お似合い同志
「光は闇に、闇は光に恋焦がれて、互いのその身に映し、生まれてきた。」
この国の宗祖である二人の物語はその言葉から始まる。
そのことは自分の教育係であったもので、
現在は・・・・ぼくの愛する人の補佐官であり教育係である、
ギュンターに嫌というほど聞かされてきた。
またそれと同じくらい、まわりからは、
「ヴォルフラム様はお母上であるツェリ様の生き写しだが、
同時に我らが敬愛する眞王陛下の見姿をも、得ておられる。」
とも言われてきた。
世界を救ったかの王と似ているということを、
誇りに思わない日はないけれど、
それでもそれは最近のぼくをどこが鬱々とした気分にさせるんだ。
「せめて・・・ぼくが双黒であればよかったのに。

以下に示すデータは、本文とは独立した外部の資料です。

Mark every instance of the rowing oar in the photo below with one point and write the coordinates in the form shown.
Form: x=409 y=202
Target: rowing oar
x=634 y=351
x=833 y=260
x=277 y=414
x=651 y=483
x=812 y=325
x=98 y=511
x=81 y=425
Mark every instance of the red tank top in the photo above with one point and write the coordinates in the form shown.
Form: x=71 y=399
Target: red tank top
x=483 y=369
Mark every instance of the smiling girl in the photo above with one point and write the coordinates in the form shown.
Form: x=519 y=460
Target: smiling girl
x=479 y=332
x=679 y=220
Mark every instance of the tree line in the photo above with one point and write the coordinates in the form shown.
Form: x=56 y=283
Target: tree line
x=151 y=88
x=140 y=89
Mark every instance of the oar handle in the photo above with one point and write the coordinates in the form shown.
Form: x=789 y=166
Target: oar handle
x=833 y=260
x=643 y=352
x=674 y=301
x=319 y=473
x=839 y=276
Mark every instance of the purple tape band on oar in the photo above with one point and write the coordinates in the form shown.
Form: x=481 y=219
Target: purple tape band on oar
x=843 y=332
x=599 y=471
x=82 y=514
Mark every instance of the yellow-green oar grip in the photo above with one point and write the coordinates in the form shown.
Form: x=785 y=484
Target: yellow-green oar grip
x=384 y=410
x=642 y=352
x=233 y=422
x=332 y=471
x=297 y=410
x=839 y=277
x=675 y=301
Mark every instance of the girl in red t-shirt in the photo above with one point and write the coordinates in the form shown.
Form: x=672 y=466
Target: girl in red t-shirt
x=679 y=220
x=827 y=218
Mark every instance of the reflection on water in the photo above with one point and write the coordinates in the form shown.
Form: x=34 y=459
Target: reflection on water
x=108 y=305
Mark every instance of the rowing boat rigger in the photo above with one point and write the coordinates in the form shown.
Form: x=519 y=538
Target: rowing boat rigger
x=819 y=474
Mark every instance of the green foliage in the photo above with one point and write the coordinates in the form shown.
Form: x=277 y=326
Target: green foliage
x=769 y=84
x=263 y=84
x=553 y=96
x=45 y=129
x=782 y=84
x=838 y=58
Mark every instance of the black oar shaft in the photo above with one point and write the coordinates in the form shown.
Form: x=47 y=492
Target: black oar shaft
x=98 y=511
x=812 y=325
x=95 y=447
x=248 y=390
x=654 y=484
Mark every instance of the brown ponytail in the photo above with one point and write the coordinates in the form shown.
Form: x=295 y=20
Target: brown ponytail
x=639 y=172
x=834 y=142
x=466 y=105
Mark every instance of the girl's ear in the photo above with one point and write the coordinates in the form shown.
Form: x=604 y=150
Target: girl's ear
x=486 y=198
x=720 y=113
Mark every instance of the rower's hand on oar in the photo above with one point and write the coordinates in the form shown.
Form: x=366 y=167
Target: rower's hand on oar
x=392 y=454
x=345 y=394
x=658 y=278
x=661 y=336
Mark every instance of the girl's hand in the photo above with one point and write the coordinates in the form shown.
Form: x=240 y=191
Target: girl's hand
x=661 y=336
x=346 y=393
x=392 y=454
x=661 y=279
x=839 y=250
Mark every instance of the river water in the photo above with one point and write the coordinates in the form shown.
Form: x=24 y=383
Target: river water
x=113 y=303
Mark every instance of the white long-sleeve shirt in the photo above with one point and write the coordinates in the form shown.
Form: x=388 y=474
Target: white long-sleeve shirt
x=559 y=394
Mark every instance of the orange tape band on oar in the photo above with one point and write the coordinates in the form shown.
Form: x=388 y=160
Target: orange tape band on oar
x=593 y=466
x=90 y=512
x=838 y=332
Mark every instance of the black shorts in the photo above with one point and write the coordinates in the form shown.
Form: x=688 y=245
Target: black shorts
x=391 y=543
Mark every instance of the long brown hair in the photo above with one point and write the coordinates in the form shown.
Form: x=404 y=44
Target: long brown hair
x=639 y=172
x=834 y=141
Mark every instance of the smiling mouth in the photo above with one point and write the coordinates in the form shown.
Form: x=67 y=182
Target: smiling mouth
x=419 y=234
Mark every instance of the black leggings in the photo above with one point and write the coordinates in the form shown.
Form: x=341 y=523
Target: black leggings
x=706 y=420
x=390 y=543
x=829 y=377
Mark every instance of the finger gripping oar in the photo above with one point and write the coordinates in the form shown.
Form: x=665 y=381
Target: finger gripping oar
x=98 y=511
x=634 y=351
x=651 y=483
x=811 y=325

」
そうしてユーリ、お前は光を宿して金色に。
魔王は闇を、その傍らを歩くものが光を、司るというのなら、
ぼくらが『お似合いのお二人』と正しく呼ばれるには、そう、あるべきなのに。
「いきなりどうしたんだよ?」
ぼくの呟きに目を丸くしてユーリはそう問いかける。
「・・・別に。ただそうあれば良いとそう思っただけだ。」
他愛の無い悩みだ。
いや、悩みとも呼べないくらい些細なことだ。
自分でもおかしなことだと分かってる。
でも・・・。
「黒髪のヴォルフかぁ〜?似合わない・・・ことも無いだろうけど、でも・・・」
ユーリのバットだこのある手が、俯いたぼくの髪に挿し入れられる。
優しい指使いと見つめてくる深い闇色の瞳に、ぼくの心は跳ねる。
「おれ、金髪のお前好きだよ。甘くて優しい蜂蜜色って、お前にぴったりだもん。」
嬉しそうに笑って、その両腕に抱きとめられる。
重なり合う鼓動と吐息、それからぬくもりに体の力が抜けた。
悩むことなんて何も無いじゃないか。
恋焦がれてお互いの色を身に宿した始祖に嫉妬してないで、
ぼくらはあるがままで恋をすればいい。
まるごとのユーリとぼくにしかできない、まるごとの恋を。